いや――――それ以上に、アヱカ様に対しての風当たりも、強くなるであろう事は必定かと思われるのです。
ア:・・・・・・。
セ:そこで・・・・不肖の私からご提案申し上げるのは、何もいきなりフ国の臣になってもらうのではなく、
私の主でもある、イクの秘書官として、実績を上げてもらおう――――
と、こういうことなのでございますよ。
〔その“誰か”―――とは、フ国の忠臣の一人、セキだったのです。
そして、この忠臣が、アヱカの許(もと)を訪れたというのも、
ここ数日、宮城から足の遠のいているアヱカの安否と、一つの提案をアヱカに持ちかけてきたのです。

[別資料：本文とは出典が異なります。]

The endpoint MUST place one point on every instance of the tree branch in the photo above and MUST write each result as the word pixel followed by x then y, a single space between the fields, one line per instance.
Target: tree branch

それでは、その提案とは・・・当時としても異例とも取れる、フ国家臣団への参入―――・・・
この、厚遇とも取れることに対し、アヱカは――――〕
ア:そのお気持ち・・・実に嬉しくはありますが――――今しばらく、考えさせていただけないでしょうか。
セ:ええ、よろしいですとも・・・。
もとより、すぐには返事はもらえないだろう―――と、イクの方もそう申しておりましたから。
では―――近日中に、改めてお伺いさせていただきます。
ア:はい――――どうもご足労をおかけして・・・・。